StringFunctions.parseJsonDate = function StringFunctions$parseJsonDate(input) {
    /// <param name="input" type="String">
    /// </param>
    /// <returns type="Date"></returns>
    var pattern = unescape('/\\/Date\\((-?\\d+)\\)\\//');
    var regex = new RegExp(pattern);
    var tmp = input.replace(regex, '$1');
    var milliseconds = Number.parse(tmp);
    var jsonDate = new Date(milliseconds);
    return jsonDate;
}

This looks fine but when I step through it with a debugger, the RegExp object that gets constructed from the unescaped string is totally different.

Any ideas?

2

There are 2 answers

1
Alan Moore On BEST ANSWER

In /\/Date\((-?\d+)\)\//, the leading and trailing / are not part of the regex, they're the delimiters of the regex literal. They tell the JavaScript interpreter where the regex starts and ends, just like quotation marks delimit string literals.
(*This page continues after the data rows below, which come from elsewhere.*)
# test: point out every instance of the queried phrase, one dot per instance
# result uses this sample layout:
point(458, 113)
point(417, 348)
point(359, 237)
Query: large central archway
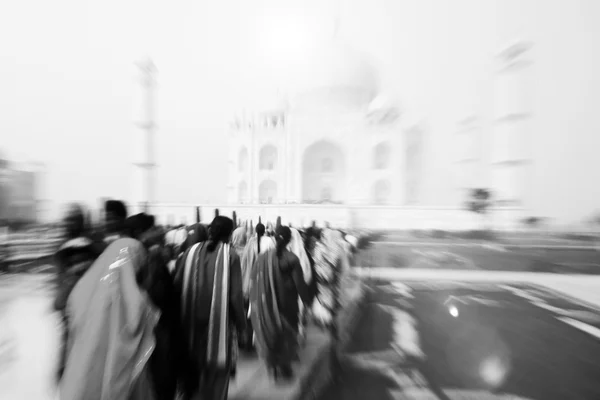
point(323, 173)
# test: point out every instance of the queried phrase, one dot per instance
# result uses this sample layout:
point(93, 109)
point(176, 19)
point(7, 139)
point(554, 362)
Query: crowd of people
point(162, 313)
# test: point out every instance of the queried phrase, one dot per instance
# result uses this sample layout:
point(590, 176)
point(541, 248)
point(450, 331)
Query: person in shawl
point(115, 215)
point(212, 313)
point(329, 255)
point(155, 279)
point(111, 330)
point(238, 240)
point(296, 246)
point(73, 259)
point(257, 245)
point(277, 282)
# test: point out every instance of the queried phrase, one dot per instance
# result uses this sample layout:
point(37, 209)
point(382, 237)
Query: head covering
point(74, 221)
point(113, 323)
point(251, 253)
point(116, 208)
point(138, 223)
point(238, 240)
point(296, 246)
point(221, 229)
point(329, 266)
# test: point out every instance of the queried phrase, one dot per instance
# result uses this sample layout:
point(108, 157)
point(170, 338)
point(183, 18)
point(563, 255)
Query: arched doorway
point(323, 173)
point(267, 191)
point(268, 158)
point(381, 192)
point(242, 192)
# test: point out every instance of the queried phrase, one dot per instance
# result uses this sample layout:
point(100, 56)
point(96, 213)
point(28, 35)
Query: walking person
point(277, 283)
point(212, 313)
point(111, 329)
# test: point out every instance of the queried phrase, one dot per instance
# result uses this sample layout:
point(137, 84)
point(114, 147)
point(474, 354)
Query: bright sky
point(68, 81)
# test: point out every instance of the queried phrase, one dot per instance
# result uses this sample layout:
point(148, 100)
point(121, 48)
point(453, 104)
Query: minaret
point(144, 159)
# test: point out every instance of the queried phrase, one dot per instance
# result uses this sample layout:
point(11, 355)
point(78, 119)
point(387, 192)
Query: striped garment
point(219, 353)
point(329, 264)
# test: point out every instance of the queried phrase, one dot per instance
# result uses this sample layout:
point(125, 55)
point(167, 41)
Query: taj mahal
point(362, 136)
point(339, 138)
point(338, 141)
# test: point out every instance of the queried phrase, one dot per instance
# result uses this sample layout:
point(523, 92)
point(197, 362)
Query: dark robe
point(276, 284)
point(73, 259)
point(156, 280)
point(195, 285)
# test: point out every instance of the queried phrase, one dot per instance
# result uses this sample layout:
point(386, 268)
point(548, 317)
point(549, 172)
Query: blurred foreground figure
point(115, 214)
point(238, 241)
point(212, 313)
point(111, 329)
point(72, 259)
point(258, 244)
point(330, 263)
point(154, 278)
point(296, 246)
point(277, 282)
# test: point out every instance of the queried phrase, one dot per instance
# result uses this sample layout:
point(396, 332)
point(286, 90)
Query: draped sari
point(274, 308)
point(329, 255)
point(111, 329)
point(250, 256)
point(210, 287)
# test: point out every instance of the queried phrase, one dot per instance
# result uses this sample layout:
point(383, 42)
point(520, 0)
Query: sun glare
point(283, 41)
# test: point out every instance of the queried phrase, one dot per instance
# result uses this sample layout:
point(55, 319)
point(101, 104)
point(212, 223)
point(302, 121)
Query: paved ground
point(465, 256)
point(423, 340)
point(28, 329)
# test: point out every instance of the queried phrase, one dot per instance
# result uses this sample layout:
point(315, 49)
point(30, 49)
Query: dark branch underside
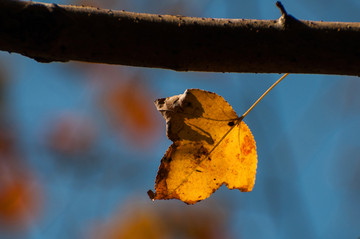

In the Script# code, you're creating the regex in the form of a string literal, not a regex literal. The compiler thinks the leading and trailing / are meant to match literal slashes. With those gone, there shouldn't be any need to escape literal slashes in the regex. That leaves you with:

@"/Date\((-?\d+)\)/"

Ironically, this regex matches a string that starts and ends with /. That was your intention, wasn't it?

0
Pointy On

You don't need the leading and trailing / characters when you build a regex from a string. In fact, not only do you not need them, you don't want them because the regex parser assumes you mean that you want it to match a leading and trailing / around the pattern.